Publié le 11/04/2012 • Par Aude Raux • dans : Dossiers d'actualité

« Le PIB ne fait pas le bonheur » : si cet indicateur économique est pertinent pour mesurer l'accroissement de la production d'un pays, il est de plus en plus contesté pour juger de l'état de bien être d'une population. Le cap de nos sociétés est ainsi fixé en fonction d'une boussole figée sur « l'avoir ». Pour tenir compte de « l'être », de nouveaux indicateurs sont développés à l'échelle globale, et même locale.

Fini la quête de « l’augmentation du PIB coûte que coûte » ! Depuis le 18ème siècle, comme l’a démontré le sociologue et économiste allemand, Max Weber, nos sociétés sont structurées par l’impératif et la dynamique de la croissance. Mais la multiplicité des crises, non anticipées, ou qui n’ont pu être jugulées à temps, conduit à penser qu’il serait temps de changer de baromètre.

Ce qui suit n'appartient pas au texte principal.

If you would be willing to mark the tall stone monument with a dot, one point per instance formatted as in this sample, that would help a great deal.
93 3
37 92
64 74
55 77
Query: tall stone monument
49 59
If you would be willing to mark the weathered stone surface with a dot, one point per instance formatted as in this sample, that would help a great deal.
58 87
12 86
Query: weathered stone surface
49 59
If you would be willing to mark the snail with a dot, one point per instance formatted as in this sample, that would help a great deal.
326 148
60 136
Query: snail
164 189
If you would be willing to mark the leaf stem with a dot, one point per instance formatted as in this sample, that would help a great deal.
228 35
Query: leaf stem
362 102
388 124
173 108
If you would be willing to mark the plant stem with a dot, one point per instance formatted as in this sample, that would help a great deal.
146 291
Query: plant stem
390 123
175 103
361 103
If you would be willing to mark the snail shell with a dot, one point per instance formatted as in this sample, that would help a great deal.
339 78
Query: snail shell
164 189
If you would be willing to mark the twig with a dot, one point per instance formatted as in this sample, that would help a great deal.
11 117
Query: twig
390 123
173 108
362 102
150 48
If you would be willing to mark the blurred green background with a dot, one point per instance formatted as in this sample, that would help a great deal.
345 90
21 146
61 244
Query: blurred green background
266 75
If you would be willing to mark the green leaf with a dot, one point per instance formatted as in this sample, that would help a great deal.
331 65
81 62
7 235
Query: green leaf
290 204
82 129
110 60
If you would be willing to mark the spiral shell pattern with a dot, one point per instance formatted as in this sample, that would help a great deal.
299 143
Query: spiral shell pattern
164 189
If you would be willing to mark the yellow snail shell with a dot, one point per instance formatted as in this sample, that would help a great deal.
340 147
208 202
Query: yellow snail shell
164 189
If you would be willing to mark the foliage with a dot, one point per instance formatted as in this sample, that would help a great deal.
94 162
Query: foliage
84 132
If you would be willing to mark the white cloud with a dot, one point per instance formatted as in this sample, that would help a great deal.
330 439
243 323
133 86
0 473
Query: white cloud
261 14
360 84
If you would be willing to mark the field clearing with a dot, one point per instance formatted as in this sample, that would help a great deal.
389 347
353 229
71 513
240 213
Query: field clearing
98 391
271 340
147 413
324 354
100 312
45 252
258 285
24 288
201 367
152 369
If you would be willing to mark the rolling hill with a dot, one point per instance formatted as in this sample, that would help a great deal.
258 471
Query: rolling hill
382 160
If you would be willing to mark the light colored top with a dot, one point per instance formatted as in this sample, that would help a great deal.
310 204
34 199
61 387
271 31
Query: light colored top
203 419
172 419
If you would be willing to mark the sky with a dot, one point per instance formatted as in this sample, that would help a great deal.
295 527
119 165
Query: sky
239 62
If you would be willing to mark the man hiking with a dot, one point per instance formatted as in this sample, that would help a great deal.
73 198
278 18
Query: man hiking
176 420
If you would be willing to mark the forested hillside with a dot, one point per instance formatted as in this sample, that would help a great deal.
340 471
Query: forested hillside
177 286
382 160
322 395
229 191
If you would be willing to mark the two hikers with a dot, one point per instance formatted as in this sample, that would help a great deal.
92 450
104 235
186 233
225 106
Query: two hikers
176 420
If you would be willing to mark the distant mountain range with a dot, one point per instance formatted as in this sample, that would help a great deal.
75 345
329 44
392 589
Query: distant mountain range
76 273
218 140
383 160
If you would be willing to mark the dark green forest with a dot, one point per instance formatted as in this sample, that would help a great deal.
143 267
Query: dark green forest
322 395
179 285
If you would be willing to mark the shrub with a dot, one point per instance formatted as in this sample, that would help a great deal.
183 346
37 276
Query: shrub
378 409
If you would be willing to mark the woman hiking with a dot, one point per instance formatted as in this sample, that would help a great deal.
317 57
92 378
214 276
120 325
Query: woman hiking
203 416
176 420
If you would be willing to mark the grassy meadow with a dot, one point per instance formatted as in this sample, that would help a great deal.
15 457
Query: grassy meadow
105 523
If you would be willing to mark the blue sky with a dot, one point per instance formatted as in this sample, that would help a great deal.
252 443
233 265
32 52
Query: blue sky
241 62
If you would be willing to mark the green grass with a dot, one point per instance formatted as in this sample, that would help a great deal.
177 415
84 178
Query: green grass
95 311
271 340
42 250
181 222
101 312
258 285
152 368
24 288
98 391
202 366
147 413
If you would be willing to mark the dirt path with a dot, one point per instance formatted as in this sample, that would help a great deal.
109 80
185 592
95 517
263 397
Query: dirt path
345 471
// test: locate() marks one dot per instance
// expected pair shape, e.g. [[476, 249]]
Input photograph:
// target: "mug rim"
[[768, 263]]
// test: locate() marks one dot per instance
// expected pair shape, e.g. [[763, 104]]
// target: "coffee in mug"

La plus célèbre alternative au PIB est l’Indicateur de développement humain (IDH) conçu en 1990, par le Programme des Nations unies pour le développement (Pnud).
Plus proche de nous : la mise en place, à l’initiative du président de la République Nicolas Sarkozy, de la Commission sur la mesure des performances économiques et du progrès social, plus connue sous le nom de Commission Stiglitz, chargée, en 2008 d’ « engager une réflexion sur les moyens d’échapper à une approche trop quantitative, trop comptable de la mesure de nos performances collectives ».

Un thermomètre qui rend malade – Pour Patrick Viveret, philosophe, économiste, ancien conseiller à la Cour des comptes et auteur, notamment, de Reconsidérer la richesse (1), « le PIB est un thermomètre qui rend malade ».
Pour preuve : « les marées noires ou les accidents de la route sont comptabilisées positivement comme des flux monétaires alors, qu’inversement, quantité de richesses ne sont pas considérées comme telles, bien qu’elles soient vitales : le temps passé avec les proches, le temps des activités citoyennes et démocratiques, le temps domestique ». Or, dans notre société, ce qui n’est pas compté finit souvent par ne plus compter…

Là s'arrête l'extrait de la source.